(HealthDay News) — Longer duration of bisphosphonate use is associated with an increased risk for atypical femur fracture, according to a study published in the New England Journal of Medicine.

Dennis M. Black, PhD, from the University of California in San Francisco, and colleagues studied women aged 50 years or older who received bisphosphonates. Women were followed from Jan. 1, 2007, to Nov. 30, 2017, for the primary outcome of atypical femur fracture.
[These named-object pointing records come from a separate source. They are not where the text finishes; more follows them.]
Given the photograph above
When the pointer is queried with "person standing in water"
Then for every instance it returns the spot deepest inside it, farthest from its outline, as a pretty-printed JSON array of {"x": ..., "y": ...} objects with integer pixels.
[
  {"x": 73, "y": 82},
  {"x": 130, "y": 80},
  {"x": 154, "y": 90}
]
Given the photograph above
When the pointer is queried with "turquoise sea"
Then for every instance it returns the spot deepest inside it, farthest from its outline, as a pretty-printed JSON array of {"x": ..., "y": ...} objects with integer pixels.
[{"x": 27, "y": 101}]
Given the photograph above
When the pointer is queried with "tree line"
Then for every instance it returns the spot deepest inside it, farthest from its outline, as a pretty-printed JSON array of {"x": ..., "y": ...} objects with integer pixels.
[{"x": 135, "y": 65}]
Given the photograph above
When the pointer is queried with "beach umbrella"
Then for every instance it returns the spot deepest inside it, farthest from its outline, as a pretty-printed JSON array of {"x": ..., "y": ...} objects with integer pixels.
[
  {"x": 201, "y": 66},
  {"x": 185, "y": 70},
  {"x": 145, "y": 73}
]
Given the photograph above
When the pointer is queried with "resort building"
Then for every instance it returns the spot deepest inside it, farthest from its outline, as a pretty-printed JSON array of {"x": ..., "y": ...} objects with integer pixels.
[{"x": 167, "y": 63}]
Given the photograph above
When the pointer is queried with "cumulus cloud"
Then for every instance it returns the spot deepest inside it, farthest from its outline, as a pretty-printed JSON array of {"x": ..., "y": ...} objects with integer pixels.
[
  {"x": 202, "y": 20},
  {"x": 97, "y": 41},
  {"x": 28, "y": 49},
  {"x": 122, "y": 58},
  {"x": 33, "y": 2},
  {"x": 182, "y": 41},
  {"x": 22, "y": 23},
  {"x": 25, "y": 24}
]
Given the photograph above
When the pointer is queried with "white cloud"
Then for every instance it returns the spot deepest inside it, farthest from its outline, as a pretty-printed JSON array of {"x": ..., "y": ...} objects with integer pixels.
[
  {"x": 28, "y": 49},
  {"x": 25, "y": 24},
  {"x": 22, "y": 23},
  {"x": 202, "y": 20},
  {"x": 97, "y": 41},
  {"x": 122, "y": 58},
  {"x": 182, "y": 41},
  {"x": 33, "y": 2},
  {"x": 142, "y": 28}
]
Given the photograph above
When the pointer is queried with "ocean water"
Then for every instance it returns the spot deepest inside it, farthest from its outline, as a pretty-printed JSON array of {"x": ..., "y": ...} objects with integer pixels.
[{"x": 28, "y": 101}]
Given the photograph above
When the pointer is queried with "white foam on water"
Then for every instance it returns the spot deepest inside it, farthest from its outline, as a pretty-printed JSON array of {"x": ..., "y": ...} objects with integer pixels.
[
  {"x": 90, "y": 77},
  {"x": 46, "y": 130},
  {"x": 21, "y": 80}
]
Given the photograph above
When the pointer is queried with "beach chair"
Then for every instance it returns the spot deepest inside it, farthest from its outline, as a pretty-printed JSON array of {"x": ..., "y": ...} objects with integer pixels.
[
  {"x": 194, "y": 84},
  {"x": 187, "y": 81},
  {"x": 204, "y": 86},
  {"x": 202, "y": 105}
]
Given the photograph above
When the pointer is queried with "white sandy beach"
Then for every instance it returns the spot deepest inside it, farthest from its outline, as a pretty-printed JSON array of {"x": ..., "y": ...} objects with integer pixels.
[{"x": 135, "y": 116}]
The researchers found that 277 atypical femur fractures occurred among 196,129 women. There was an increase in the risk for atypical fracture with a longer duration of bisphosphonate use after multivariable adjustment, with hazard ratios of 8.86 and 43.51 for 3 years to less than 5 years and for 8 years or more, respectively, compared with less than 3 months. Race, height, weight, and glucocorticoid use were also risk factors. Discontinuation of bisphosphonate use was associated with a rapid decline in atypical fracture risk. During 1 to 10 years of bisphosphonate use, decreases in the risk for osteoporotic and hip fractures outweighed the increased risk for atypical fractures among whites, but less so among Asians. In whites, 149 hip fractures were prevented and 2 bisphosphonate-associated atypical fractures occurred after 3 years compared with 91 and 8 fractures, respectively, in Asians.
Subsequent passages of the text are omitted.